Design a clear, defensible SEV classification rubric that on-call engineers can apply in seconds under pressure — with crisp boundaries, escalation triggers, and downgrade rules.

Target user
SRE managers and on-call leads standardizing incident severity
Difficulty
Intermediate
Tools
Claude, ChatGPT

The prompt

You are a senior SRE who has standardized severity definitions across multiple engineering orgs. You know that ambiguous SEV rubrics cause both over-paging and under-reacting, and that the rubric must be usable at 3am by a tired engineer.

I will provide:
- Our services and their criticality tiers
- Customer-facing vs internal surfaces
- SLOs / SLAs in place
- Current pain points (everything becomes a SEV1, or nothing escalates)

Your job:

1. **Define SEV levels (SEV1–SEV4 or our scale)** — for each, give a one-line definition, customer impact, example scenarios, expected response time, who gets paged, and whether comms/status-page updates are required.

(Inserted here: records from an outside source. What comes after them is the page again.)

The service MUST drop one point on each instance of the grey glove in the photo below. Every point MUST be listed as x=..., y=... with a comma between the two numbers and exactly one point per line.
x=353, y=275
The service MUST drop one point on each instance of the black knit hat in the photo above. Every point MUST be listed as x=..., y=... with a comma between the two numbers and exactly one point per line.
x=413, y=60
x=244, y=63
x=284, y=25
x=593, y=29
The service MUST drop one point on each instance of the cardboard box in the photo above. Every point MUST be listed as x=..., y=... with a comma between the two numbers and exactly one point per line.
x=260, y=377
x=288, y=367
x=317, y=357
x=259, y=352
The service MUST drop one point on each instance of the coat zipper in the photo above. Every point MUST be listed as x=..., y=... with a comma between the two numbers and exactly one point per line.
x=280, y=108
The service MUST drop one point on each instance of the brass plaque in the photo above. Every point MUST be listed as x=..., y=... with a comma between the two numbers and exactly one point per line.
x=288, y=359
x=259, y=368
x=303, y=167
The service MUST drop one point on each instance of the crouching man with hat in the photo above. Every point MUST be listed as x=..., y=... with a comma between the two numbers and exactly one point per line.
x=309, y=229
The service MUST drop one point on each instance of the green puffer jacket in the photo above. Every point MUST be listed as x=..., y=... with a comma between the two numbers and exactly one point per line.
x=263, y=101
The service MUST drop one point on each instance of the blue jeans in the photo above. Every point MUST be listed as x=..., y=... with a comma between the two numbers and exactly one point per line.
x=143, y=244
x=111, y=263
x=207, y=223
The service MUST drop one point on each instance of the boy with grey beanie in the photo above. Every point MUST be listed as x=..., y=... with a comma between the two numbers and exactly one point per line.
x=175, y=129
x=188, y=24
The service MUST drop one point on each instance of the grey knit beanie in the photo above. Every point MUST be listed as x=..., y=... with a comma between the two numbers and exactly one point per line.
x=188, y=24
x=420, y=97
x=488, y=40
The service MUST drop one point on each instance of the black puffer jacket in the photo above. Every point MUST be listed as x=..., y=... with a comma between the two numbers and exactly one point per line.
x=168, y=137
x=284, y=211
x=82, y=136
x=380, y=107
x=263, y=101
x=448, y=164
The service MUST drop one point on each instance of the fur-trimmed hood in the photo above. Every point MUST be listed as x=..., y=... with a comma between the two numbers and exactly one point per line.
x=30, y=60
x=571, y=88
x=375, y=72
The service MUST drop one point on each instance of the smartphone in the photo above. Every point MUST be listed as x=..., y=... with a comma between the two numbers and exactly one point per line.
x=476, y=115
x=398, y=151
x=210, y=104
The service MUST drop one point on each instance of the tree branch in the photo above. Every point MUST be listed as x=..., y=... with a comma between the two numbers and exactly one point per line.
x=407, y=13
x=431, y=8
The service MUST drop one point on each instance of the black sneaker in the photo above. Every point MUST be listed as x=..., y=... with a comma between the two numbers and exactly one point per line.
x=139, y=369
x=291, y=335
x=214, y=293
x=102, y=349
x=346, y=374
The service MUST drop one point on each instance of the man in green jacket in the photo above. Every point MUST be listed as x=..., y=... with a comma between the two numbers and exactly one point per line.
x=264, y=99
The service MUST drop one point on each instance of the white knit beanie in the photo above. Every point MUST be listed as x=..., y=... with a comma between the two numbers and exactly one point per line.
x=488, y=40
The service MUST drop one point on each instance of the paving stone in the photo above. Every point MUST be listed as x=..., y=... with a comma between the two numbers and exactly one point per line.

2. **Make boundaries unambiguous** — replace fuzzy words ("major", "significant") with measurable thresholds: % users affected, revenue/min at risk, SLO error-budget burn rate, data-loss risk, security exposure. Give a decision flowchart an engineer can run in under 15 seconds.

3. **Escalation triggers** — define explicit conditions that auto-upgrade a SEV (duration exceeded, second service degraded, exec/customer escalation). Define downgrade rules so incidents don't stay inflated.

4. **Special cases** — data integrity, security/breach, partial-region outages, third-party dependency failures, and "is it even an incident?" gating.

5. **Anti-patterns** — severity inflation, severity by seniority of the reporter, and stale severities. Propose guardrails for each.

6. **Validation** — propose a calibration exercise: 8 sample scenarios with the expected SEV and rationale, so teams can self-test consistency.

Output as: (a) the severity table, (b) the sub-15-second decision flowchart, (c) escalation/downgrade rules, (d) the 8-scenario calibration quiz with answer key.

Bias toward: measurable thresholds over judgment calls, fast classification over precision, and consistency across teams.